This year marks thirty years since Ghostbusters hit the big screen. Odds are, if you’re under 40 or so, you probably haven’t seen it on the big screen, but on a 60″ or smaller screen. That’s a shame, ’cause this thing was big. Not Star Wars big, but big.
I first saw this in Chattanooga, and remember thinking that it had to be one of the funniest films I’d ever seen. I literally fell out of my movie seat cracking up at the reveal of the Stay-Puft Marshmallow Man.
And quotable. Man, this has gotta be one of the top five quotable films for me — Airplane, Spaceballs, and Stripes also come to mind.
Today, Darla took me to see the 30th anniversary re-release of Ghostbusters on the big screen. I hate to say it, but it was sparsely attended. We settled in, and waited for the magic.
And the first thing I noticed was how incredibly grainy the print was. I hadn’t thought about how much film has changed in the last three decades. I think almost everything nowadays is created on digital media, and film has kinda fallen off the map for most studios. This was shot on real film, and it really looked it.
The film was still funny, although the impact of hearing and seeing it the first time is a one-time gig. What was funny was to hear some folks in the theatre for whom this was apparently their first time seeing it. They were definitely getting that “first time” experience!

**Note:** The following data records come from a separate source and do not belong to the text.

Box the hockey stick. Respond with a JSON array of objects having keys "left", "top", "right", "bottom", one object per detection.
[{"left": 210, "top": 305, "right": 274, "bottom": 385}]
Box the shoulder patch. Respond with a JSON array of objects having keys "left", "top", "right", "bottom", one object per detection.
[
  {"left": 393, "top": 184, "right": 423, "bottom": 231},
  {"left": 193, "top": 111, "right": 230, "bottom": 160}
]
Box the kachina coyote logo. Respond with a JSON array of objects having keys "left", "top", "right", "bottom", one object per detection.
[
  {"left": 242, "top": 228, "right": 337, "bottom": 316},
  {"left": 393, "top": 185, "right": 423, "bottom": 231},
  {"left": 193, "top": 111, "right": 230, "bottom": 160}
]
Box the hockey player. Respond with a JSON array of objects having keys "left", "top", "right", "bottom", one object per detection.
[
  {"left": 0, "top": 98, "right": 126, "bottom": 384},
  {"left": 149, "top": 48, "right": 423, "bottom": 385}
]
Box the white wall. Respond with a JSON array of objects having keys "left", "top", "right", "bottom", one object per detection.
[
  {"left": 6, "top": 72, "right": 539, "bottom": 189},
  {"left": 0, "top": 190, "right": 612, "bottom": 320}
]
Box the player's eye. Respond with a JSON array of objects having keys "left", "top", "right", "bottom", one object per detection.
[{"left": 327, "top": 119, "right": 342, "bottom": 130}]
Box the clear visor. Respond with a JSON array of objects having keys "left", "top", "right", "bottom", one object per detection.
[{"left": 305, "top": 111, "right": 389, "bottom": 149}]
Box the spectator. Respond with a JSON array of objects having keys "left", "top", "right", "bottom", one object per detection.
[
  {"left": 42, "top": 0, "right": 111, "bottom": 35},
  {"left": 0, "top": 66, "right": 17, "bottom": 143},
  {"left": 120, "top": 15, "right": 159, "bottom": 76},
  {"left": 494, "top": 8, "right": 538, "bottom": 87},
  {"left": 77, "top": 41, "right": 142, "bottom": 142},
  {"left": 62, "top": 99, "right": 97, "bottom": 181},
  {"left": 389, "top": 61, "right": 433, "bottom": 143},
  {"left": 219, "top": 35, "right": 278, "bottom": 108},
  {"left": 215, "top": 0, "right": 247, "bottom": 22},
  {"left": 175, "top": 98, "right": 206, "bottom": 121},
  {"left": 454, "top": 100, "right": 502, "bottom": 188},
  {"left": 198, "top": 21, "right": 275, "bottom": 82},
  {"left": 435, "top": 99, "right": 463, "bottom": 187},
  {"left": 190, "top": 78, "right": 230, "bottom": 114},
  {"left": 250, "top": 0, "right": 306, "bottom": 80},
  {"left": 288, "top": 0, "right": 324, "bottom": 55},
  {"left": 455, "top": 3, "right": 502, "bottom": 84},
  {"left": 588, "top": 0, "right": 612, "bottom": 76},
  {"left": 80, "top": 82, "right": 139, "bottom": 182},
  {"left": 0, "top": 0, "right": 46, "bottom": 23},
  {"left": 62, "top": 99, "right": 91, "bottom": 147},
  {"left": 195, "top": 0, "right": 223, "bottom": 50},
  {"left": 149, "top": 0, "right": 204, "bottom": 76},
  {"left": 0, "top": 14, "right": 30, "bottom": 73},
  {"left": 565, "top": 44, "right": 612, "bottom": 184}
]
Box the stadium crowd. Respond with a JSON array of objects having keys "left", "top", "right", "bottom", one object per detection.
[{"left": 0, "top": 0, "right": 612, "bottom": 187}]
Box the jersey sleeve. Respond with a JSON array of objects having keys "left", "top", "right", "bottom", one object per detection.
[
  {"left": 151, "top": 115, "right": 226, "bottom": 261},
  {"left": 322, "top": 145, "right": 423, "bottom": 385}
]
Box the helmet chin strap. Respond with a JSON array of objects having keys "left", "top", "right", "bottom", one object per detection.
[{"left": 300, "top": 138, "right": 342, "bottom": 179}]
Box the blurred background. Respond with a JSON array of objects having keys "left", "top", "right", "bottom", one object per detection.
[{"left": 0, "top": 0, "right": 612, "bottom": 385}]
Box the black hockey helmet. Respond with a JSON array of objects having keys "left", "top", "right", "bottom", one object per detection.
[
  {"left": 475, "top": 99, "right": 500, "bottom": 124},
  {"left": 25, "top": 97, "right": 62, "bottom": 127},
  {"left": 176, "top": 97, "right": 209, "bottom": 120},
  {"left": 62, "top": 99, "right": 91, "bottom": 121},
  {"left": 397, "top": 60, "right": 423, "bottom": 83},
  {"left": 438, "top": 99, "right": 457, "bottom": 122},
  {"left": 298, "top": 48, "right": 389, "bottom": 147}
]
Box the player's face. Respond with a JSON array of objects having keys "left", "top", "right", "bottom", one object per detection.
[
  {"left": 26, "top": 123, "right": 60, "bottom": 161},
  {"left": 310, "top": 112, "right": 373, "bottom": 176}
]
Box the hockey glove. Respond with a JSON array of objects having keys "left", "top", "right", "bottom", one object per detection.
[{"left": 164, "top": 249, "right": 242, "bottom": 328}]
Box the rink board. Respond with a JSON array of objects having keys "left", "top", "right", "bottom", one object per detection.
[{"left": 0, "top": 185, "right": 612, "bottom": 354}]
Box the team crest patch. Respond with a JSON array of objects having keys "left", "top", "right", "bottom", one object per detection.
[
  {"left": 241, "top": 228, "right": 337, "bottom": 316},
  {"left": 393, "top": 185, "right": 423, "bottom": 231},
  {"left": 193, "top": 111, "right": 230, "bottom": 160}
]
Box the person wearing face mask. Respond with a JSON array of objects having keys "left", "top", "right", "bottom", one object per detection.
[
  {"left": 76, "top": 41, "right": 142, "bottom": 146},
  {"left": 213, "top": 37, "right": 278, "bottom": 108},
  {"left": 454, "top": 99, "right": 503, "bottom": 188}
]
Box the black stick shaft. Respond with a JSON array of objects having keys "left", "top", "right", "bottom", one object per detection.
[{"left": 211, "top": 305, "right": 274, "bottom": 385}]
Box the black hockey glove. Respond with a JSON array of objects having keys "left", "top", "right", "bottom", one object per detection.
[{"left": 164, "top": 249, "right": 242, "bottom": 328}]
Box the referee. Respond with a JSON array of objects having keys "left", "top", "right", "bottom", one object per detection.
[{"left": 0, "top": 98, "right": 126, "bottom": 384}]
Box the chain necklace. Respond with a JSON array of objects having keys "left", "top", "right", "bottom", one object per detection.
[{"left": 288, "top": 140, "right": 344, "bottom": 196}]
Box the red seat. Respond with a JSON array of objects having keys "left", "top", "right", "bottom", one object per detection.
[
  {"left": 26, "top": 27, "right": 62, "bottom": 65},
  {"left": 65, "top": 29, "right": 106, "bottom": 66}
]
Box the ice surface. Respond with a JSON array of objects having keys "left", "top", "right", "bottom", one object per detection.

It was odd, though, to see some of the cultural changes. One of the moving men at the university had a cassette-based Walkman on. There was a portable video camera used by one of the Ghostbusters, with a camera separated from a tape deck the size of a briefcase. Sigourney Weaver’s character had a trimline phone in her apartment. (And to further hammer home how old that reference is, my Mac has “trimline” flagged as a typo.)
So now, I wonder if this anniversary re-release is the beginning of a new trend, allowing us nostalgic geysers a chance to recapture our youth, while demonstrating just how cool this old stuff is to the young’uns out there. We’ve got a theatre here in town that regularly holds “retro” film nights. While this isn’t new — I saw The Graduate on an anniversary release back in the early 80s — it seems like there’s a lot more of it going on.
Maybe we’re just too busy looking backwards. Maybe some films from my youth really have become classics. Regardless, I really enjoyed seeing this one, and can’t wait to see the next “old geezer” flick at the nickelodeon.